Pofabryczny dom w Ursusie nazywa się pensjonatem. Od ulicy odgradza go mur, w bramie stoi portier, dziewięćdziesięciu mężczyzn żyje tu według praw ustanowionych przez ojca Palecznego. W większości to weterani bezdomności, których kamilianin przeprowadził z warszawskiego dworca do Ursusa niczym przez Morze Czerwone.
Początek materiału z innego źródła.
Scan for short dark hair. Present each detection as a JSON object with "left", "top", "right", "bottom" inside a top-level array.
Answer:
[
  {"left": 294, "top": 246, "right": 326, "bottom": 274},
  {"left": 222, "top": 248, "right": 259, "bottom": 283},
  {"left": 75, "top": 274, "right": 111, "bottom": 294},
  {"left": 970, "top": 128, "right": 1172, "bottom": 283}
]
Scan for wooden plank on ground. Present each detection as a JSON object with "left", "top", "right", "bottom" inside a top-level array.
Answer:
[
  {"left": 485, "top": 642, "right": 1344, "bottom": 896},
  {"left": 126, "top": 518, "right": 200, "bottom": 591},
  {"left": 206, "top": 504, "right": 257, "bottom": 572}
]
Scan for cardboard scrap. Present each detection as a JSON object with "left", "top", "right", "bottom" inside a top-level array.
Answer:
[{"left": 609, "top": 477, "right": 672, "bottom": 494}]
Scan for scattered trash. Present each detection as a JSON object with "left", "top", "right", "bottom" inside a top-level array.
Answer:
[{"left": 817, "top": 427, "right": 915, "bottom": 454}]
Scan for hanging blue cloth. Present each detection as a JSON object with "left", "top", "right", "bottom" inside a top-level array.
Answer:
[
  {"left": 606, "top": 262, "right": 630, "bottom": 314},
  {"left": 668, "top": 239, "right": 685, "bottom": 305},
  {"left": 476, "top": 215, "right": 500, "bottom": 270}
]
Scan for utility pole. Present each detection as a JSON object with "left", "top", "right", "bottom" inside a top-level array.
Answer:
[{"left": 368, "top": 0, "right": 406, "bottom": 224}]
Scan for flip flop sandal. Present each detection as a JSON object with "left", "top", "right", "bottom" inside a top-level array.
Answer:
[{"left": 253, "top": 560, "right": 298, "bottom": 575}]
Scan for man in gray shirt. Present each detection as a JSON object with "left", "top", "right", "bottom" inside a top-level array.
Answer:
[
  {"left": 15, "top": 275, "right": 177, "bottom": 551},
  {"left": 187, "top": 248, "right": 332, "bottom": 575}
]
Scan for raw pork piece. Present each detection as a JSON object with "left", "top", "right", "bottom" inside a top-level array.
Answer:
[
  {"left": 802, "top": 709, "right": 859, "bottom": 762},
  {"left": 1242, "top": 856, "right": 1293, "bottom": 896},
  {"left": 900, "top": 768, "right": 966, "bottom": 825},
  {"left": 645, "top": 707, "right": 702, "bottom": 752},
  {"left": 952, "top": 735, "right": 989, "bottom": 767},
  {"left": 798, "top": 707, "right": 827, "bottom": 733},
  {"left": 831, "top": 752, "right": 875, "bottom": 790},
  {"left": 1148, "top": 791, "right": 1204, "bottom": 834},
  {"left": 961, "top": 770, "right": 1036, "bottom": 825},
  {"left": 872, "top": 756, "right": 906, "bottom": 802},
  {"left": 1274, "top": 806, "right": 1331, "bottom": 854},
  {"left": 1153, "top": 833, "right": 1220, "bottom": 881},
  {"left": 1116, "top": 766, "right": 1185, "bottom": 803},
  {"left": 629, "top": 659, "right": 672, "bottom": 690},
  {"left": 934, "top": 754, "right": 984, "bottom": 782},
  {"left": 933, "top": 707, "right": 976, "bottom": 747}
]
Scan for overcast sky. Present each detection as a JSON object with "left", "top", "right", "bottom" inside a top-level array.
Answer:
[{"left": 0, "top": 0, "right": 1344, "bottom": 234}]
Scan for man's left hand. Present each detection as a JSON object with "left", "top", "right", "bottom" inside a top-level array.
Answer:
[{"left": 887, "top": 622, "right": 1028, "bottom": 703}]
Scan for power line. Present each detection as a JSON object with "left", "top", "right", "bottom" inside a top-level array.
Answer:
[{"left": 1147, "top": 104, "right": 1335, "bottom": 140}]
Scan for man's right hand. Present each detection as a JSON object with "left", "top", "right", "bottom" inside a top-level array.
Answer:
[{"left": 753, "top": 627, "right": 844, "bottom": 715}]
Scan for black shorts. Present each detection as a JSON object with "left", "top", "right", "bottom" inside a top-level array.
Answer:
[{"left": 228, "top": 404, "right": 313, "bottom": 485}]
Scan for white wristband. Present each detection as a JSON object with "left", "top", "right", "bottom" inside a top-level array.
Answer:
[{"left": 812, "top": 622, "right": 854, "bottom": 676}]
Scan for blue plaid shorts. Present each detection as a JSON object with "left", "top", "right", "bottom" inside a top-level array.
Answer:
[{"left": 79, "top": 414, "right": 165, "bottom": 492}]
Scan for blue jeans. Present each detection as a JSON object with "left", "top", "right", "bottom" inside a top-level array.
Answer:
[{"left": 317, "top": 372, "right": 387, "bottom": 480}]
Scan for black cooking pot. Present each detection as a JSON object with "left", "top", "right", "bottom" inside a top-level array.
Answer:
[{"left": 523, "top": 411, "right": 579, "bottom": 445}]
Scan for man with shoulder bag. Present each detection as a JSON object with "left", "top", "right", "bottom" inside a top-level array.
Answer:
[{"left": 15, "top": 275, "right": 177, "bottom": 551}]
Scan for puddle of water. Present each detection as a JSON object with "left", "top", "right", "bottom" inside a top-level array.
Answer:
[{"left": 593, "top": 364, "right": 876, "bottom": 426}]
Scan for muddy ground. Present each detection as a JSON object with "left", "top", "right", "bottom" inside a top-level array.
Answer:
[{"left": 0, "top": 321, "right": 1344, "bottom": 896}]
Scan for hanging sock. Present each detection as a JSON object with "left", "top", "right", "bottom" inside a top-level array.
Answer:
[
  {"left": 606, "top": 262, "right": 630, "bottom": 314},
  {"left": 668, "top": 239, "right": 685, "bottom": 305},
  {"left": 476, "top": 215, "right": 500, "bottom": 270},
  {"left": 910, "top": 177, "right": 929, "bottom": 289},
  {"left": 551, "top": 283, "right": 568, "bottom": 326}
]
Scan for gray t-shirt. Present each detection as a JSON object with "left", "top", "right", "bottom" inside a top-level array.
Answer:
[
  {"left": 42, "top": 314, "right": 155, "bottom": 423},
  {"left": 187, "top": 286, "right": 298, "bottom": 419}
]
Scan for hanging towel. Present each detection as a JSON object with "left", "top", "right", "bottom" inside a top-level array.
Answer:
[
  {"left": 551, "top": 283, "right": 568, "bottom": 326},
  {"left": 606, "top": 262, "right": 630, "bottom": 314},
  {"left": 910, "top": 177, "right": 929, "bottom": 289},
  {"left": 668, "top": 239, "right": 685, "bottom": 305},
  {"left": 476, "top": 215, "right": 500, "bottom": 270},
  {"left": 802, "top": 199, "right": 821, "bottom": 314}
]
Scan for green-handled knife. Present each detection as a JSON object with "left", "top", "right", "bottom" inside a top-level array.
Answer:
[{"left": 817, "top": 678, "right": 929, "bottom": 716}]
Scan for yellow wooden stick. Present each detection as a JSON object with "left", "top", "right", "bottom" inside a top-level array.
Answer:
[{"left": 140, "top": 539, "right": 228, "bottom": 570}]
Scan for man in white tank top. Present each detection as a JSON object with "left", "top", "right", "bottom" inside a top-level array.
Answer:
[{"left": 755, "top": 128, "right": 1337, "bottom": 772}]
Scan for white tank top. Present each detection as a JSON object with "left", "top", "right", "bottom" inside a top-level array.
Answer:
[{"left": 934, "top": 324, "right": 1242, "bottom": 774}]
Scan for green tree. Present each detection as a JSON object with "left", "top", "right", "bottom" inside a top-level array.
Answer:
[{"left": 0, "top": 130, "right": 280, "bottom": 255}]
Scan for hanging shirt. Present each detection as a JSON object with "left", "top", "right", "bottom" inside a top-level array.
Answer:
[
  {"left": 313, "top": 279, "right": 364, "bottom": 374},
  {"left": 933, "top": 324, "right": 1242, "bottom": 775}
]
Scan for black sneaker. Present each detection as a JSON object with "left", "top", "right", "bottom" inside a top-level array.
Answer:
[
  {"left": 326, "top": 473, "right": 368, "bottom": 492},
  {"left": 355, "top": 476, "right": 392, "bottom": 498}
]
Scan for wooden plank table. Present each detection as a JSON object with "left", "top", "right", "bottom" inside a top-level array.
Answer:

Są w niego wpatrzeni, gotowi go bronić i pójść za nim w ogień. Jest ich Mojżeszem, Matką Teresą i ojcem Bogusławem. – Szczęść Boże, ojcze – pozdrawiają go co dzień.
Duchowny przemierza dom z szybką inspekcją, wysłuchuje raportu portiera, wydaje dyspozycje zakupowe. Bez pukania wpada do czystych trzyosobowych pokoi. Tam, gdzie wyczuje zaduch, nadmienia spokojnym głosem: – Skarpeteczki, panowie, skarpeteczki.
W 1998 r. ojciec Paleczny zorganizował na Dworcu Centralnym protest bezdomnych pod hasłem: „Bezdomni Polacy. Dzisiaj my – jutro wy”. Przewodził modlitwom w hali biletowej, żądał ziemi pod Warszawą, gdzie wybuduje miasto dla swoich podopiecznych, nagrywał porywające pieśni narodowo-religijne, które stawały się hitami w Radiu Maryja. Pielgrzymowali do niego prawicowi posłowie, ludzie premiera i władze miasta. Pojawiał się Tadeusz Rydzyk. Przez trzy miesiące trwania protestu dzięki Palecznemu na dworcu było znacząco i politycznie. Potem nagle ucichło.
– Wydaje się, że zakon kamilianów ma w Polsce dwie twarze: Bogusława Palecznego od bezdomnych i Arkadiusza Nowaka od nosicieli HIV – mówi Jarosław Makowski, publicysta związany z „Krytyką polityczną”, autor artykułu „Niepokorni synowie Kościoła” sprzed kilku lat. – Być może Paleczny zrozumiał, że więcej osiągnie idąc spokojną drogą Nowaka, niż kiedy gazety piszą o nim jak o nawiedzonym.